Without this allegation, the marshal must be presumed to have done his duty. Whether he has or has not, is a matter between him and the court to which he belongs, which I conceive we have no power to determine in any case. We must hold him to be the organ of the court, until that court decides that he has ceased to be so.
Under this view of the situation in which the defendant stands, I cannot separate the officer who obeys and executes orders, from the court which gives them. His acts and his omissions are the acts and omissions of the court. The refusal of the marshal in this instance to make a sale and delivery of the property in controversy, is the refusal of the District Court of the United States to cause that sale and delivery to be made. That refusal cannot subject the defendant to an action of damages.

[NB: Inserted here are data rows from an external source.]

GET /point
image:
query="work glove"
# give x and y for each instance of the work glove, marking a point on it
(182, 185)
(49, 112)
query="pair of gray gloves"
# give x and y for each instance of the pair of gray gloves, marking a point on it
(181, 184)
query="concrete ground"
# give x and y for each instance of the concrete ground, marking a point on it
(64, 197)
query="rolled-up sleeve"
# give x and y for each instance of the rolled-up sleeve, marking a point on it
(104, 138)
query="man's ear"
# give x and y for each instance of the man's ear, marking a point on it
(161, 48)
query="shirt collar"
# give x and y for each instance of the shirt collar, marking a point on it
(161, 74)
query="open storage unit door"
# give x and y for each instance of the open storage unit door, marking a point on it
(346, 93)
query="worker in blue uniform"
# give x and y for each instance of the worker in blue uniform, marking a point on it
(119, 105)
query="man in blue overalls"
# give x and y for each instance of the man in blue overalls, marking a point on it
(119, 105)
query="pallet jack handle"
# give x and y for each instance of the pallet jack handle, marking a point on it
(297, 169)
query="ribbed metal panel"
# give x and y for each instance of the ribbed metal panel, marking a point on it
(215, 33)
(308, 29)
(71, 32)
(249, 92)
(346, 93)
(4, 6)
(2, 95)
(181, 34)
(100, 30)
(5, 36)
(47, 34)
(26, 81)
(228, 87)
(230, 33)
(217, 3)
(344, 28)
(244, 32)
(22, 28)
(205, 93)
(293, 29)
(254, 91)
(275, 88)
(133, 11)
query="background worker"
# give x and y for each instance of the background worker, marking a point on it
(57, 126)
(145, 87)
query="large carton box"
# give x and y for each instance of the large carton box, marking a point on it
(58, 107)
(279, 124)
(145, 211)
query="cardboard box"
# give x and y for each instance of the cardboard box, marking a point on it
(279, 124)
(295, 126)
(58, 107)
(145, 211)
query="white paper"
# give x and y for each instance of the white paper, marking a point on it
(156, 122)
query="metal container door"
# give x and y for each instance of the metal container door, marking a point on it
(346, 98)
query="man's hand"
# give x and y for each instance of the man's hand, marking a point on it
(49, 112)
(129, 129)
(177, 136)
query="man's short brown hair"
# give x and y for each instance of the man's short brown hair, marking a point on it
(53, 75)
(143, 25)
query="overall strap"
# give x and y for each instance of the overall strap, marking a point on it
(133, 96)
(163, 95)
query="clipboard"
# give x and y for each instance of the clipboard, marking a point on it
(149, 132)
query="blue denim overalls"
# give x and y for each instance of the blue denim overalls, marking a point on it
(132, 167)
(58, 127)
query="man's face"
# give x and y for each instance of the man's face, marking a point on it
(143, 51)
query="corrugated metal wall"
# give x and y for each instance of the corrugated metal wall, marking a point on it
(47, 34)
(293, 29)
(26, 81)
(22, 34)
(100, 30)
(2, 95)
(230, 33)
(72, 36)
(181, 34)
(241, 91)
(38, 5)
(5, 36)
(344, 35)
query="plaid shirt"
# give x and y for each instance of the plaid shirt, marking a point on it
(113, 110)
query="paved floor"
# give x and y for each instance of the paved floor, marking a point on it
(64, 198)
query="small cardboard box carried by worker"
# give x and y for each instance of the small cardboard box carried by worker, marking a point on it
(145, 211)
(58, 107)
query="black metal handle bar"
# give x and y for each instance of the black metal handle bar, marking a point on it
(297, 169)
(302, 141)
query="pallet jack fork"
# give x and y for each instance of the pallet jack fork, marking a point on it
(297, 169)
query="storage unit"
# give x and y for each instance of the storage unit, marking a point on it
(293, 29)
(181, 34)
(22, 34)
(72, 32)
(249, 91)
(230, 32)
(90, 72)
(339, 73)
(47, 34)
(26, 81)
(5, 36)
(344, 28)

The District Court of the United States, having first taken cognizance of the suit under which the property was sold, has exclusive jurisdiction of all proceedings arising therein; and the title and delivery of the property sold under execution, are proceedings in the suit. M’Kim vs. Voorhees, 7 Cranch, 289. Wayman vs. Southard, 10 Wheaton, 1.
If the remedy afforded to the purchaser is not as complete as it would be under a sheriff’s sale, the difference arises from *587the peculiar organization of the federal judiciary, and all considerations of occasional private loss, or inconvenience on account of its insufficiency, must give way to the paramount reason of state, which requires that the two jurisdictions should be kept distinct and separate. '
I am of opinion that the judgment of the district court ought to have been affirmed.